作者:来自 Elastic Gustavo Llermaly
如何部署和测试新的 Apple 模型并使用 Elastic 构建 RAG 系统。
在本文中,我们将学习部署和测试新的 Apple 模型,并构建一个 RAG 系统来模拟 Apple Intelligence,使用 Elastic 作为向量数据库,OpenELM 作为模型提供者。
这里有一个包含完整练习的笔记本。
简介
4 月,Apple 发布了其开放高效语言模型 (OpenELM),其参数有 2.7 亿、4.5 亿、1.1 亿和 3 亿,包括聊天(chat)和指令(instruct)版本。参数较大的模型通常更适合执行复杂任务,但速度较慢且耗费更多资源,而参数较小的模型则速度更快、要求更低。选择取决于我们想要解决的问题。
创建者从研究的角度强调了该模型的相关性,他们提供了训练模型所需的一切,并且在某些情况下展示了他们的模型如何以更少的参数获得比竞争对手更高的性能。
这些模型的显著特点是透明性,因为复制它们所需的一切都是开放的,而和那些只提供模型权重和推理代码并在私有数据集上进行预训练的模型则不同。
用于生成和训练这些模型的框架 (CoreNet) 也已可用。
OpenELM 模型的优势之一是它们可以迁移到 MLX,MLX 是一个针对配备 Apple Silicon 处理器的设备优化的深度学习框架,因此它们可以通过为这些设备训练本地模型来从这项技术中受益。
Apple 刚刚发布了新款 iPhone,其中一项新功能是 Apple Intelligence,它利用 AI 来帮助完成通知分类、上下文感知推荐和电子邮件编写等任务。
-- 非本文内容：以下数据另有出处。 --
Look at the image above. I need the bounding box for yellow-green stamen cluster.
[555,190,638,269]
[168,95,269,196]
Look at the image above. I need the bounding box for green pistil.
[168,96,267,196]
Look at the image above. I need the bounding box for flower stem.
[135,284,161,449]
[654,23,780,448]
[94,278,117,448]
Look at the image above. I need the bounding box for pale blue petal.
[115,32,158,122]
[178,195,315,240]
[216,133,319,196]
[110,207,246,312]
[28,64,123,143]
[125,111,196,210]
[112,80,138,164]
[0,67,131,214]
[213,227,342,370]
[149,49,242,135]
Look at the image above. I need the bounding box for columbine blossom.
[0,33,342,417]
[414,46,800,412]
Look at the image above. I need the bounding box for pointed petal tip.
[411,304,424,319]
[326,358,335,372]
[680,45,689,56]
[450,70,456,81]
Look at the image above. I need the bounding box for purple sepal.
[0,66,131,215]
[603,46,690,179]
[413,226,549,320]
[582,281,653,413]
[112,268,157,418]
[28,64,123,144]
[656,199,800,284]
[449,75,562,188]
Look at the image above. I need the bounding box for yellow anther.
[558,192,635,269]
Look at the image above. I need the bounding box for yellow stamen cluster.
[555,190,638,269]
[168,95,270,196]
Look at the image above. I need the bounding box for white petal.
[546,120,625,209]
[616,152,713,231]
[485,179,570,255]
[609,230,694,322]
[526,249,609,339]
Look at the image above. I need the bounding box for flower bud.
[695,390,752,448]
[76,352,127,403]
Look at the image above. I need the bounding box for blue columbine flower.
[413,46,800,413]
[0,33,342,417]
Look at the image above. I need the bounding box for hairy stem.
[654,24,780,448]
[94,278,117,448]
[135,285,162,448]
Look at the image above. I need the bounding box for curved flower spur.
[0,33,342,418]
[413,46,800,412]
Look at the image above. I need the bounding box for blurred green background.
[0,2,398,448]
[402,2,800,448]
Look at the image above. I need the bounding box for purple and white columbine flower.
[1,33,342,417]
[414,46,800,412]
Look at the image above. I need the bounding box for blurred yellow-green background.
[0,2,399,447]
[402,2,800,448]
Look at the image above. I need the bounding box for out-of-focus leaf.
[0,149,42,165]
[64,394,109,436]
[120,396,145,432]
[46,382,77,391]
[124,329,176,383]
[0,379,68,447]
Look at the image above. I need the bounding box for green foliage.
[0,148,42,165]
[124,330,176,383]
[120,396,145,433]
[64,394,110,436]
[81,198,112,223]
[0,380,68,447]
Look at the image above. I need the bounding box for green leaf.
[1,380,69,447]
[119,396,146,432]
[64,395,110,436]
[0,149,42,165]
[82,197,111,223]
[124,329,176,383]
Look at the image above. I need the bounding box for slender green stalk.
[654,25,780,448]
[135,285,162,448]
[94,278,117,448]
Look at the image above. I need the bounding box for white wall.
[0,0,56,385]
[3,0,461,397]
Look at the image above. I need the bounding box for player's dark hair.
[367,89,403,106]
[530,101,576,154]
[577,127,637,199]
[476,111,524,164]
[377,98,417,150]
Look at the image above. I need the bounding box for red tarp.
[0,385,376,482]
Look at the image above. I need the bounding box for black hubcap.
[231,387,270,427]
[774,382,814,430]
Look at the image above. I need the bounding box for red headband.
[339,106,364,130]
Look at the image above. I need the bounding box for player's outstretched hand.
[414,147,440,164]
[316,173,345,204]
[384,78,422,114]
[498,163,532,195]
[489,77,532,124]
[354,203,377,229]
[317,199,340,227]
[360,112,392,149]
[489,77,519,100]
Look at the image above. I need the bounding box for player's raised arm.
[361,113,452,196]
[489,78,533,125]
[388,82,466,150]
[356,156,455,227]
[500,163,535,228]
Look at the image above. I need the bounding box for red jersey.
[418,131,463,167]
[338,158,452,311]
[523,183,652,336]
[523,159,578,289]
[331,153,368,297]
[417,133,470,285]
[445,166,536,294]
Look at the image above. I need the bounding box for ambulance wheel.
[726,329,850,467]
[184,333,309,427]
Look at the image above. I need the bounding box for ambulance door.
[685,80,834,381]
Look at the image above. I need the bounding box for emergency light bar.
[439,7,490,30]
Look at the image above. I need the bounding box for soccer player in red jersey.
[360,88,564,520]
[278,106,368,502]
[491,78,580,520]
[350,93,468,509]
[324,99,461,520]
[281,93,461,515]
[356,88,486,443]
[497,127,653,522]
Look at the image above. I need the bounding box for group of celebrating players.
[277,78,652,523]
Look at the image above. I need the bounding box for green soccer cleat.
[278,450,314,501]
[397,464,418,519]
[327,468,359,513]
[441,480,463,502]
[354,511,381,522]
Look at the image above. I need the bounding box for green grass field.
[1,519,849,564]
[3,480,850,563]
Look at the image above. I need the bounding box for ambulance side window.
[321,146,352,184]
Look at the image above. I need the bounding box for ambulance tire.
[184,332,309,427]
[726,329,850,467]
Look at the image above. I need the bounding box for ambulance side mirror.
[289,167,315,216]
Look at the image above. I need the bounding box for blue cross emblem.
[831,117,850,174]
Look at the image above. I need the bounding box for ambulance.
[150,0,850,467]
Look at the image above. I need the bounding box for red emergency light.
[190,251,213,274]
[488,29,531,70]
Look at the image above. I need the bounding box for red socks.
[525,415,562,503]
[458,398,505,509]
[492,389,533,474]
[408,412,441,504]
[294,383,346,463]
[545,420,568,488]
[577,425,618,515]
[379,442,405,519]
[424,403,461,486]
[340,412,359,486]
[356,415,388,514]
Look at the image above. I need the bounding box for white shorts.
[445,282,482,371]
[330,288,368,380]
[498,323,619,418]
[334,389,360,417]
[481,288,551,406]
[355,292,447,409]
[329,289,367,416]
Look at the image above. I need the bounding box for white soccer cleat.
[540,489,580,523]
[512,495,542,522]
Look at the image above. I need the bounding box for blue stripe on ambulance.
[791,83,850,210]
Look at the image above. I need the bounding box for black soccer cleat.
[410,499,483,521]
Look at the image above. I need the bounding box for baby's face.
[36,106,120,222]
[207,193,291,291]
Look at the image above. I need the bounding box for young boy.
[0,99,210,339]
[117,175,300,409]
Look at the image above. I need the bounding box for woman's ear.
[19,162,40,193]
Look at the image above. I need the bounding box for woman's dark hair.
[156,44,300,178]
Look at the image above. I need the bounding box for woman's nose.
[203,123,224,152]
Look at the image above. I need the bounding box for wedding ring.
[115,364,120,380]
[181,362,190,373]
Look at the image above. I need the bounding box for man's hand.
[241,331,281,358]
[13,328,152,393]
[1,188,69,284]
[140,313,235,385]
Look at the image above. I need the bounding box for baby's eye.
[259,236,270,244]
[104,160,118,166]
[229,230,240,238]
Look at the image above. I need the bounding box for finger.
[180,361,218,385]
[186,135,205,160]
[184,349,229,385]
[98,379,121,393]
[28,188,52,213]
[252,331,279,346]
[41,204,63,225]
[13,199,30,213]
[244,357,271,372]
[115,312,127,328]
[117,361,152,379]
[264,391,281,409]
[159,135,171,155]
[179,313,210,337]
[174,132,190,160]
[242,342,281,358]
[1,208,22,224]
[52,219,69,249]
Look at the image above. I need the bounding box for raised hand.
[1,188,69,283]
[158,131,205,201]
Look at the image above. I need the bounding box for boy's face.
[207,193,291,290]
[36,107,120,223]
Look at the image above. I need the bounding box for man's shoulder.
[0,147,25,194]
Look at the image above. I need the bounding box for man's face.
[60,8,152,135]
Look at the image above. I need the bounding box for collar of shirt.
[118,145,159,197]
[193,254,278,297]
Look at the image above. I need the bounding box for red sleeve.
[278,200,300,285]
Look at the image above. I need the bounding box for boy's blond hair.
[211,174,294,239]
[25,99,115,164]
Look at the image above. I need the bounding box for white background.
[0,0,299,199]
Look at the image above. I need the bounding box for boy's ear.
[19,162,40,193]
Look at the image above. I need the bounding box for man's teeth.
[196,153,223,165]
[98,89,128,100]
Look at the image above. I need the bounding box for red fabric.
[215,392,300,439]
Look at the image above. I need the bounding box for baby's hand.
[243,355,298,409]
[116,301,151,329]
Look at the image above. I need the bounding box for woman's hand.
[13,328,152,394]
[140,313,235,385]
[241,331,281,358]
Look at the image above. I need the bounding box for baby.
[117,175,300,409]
让我们使用 Elastic 和 OpenELM 构建一个应用程序来实现相同的目标!
应用程序流程如下:
步骤
- 部署模型
- 索引数据
- 测试模型
部署模型
第一步是部署模型。你可以在此处找到有关模型的完整信息:https://huggingface.co/collections/apple/openelm-instruct-models-6619ad295d7ae9f868b759ca
我们将使用指令(instruct)模型,因为我们希望我们的模型遵循指令而不是与其交谈。指令模型是针对一次性请求而不是进行对话进行训练的。
首先,我们需要克隆存储库:
git clone https://huggingface.co/apple/OpenELM
然后,你需要在此处获取 HuggingFace 访问 token。
接下来,你需要请求访问 HuggingFace 中的 Llama-2-7b 模型以使用 OpenELM 分词器。
之后,在刚刚克隆的存储库文件夹中运行以下命令:
python generate_openelm.py --model apple/OpenELM-270M-Instruct --hf_access_token [HF_ACCESS_TOKEN] --prompt 'Once upon a time there was' --generate_kwargs repetition_penalty=1.2 prompt_lookup_num_tokens=10
你应该收到类似这样的回复:
Once upon a time there was a man named John Smith. He had been born in the small town of Pine Bluff, Arkansas, and raised by his single mother, Mary Ann. John's family moved to California when he was young, settling in San Francisco where he attended high school. After graduating from high school, John enlisted in the U.S. Army as a machine gunner. John's first assignment took him to Germany, serving with the 1st Battalion, 12th Infantry Regiment. During this time, John learned German and quickly became fluent in the language. In fact, it took him only two months to learn all 3,000 words of the alphabet. John's love for learning led him to attend college at Stanford University, majoring in history. While attending school, John also served as a rifleman in the 1st Armored Division. After completing his undergraduate education, John returned to California to join the U.S. Navy. Upon his return to California, John married Mary Lou, a local homemaker. They raised three children: John Jr., Kathy, and Sharon. John enjoyed spending time with
完成了!我们可以使用命令行发送指令,但是我们希望模型使用我们的信息。
索引数据
现在,我们将在 Elastic 中索引一些文档,以便与模型一起使用。
要充分利用语义搜索的强大功能,请确保使用推理端点部署 ELSER 模型:
PUT _inference/sparse_embedding/my-elser-model
{
"service": "elser",
"service_settings": {
"num_allocations": 1,
"num_threads": 1
}
}
如果这是你第一次使用 ELSER,你可能需要等待一段时间。你可以在 Kibana > Machine Learning > Trained Models
中查看部署进度。
提示:如果你还没有部署好自己的 ELSER 模型,那么请详细阅读文章 “Elasticsearch:部署 ELSER - Elastic Learned Sparse EncoderR”。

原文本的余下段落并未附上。